Etude
By Laine Scheliga
Francisco played his guitar for tips on the cold and busy city street. He sat on a small collapsible wooden stool beside the glow of a doughnut shop, and passersby would toss coins into his open guitar case as they hurried past. People would stop sometimes, but only just briefly, then hurry on their way again. They were uncomfortable standing and listening. Francisco’s skill made them uncomfortable because something undefined was expected of them. Besides, they had places to be and things to do. They would stand, hands pocketed in the cold, hunched and impatient. Some would listen for only a moment, some would pretend to listen, but Francisco knew that no one really did. It was just another guitar player, they were thinking, and who needed another guitar player? Dime a dozen. Especially one who had to play alone at night on a cold city street. How good could such a guitar player be? Embarrassed for him, some would toss a coin and hurry along.
All the same, Francisco put everything he had into his performance. He had studied music for many years in Europe. He had played in some of the great halls. But he was old now and his music was no longer in fashion and his guitar was old too with dings and worn places now on the neck and top and around the sound hole where his fingers had found the notes he needed over the years. He was hungry, the night air was growing colder, and Francisco shrugged the collar of his coat closer around his neck as he urged his stiffening fingers to move.

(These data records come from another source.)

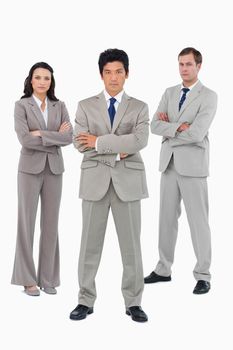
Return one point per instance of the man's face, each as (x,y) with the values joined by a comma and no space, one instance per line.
(114,76)
(188,69)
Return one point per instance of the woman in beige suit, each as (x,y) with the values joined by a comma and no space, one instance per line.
(42,126)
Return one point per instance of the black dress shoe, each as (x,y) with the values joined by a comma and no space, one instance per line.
(136,313)
(201,287)
(153,278)
(81,312)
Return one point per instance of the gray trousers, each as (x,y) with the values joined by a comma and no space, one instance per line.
(48,187)
(127,218)
(194,192)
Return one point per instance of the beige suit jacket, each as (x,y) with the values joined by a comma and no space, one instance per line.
(35,149)
(129,134)
(190,148)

The cold inhibited his precision, his breath was vaporous, and even the wood of his beloved instrument was cold to the touch.

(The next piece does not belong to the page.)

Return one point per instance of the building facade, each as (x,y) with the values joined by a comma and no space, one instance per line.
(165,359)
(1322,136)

Francisco’s music was pure and gentle and fine, but it could not compete with the sounds of the street. It could not compete with the roar of the metro buses or the rush of the traffic, the blaring of the car horns. And the cold. It could not compete with the cold and the roar of the city, it could not capture busy and indifferent men and the women.
But Francisco continued to play because he had been captured by the music long ago. People were walking by without stopping now because it was too cold to stop. Francisco was almost invisible and practically inaudible, unimportant, and inconsequential now. But he continued to play. He played his pieces all the way through to the end as best he could with the most nuance and emotion that he could summon. Then he paused, resting his stinging hands, bending the fingers to keep them warm and loose, one hand massaging the other, blowing into cupped palms, and he looked up high above the buildings, up and up into the night sky, high high above the buildings, trying to see something up there. Anything at all. But there was nothing to see. There was nothing. His eyes burned. He wondered what the hell it was about. He wanted to share. He wanted the music to touch them just as it had touched him. But it did not. His music touched no one. He looked again high into the night, and realized that even the night stars were gone.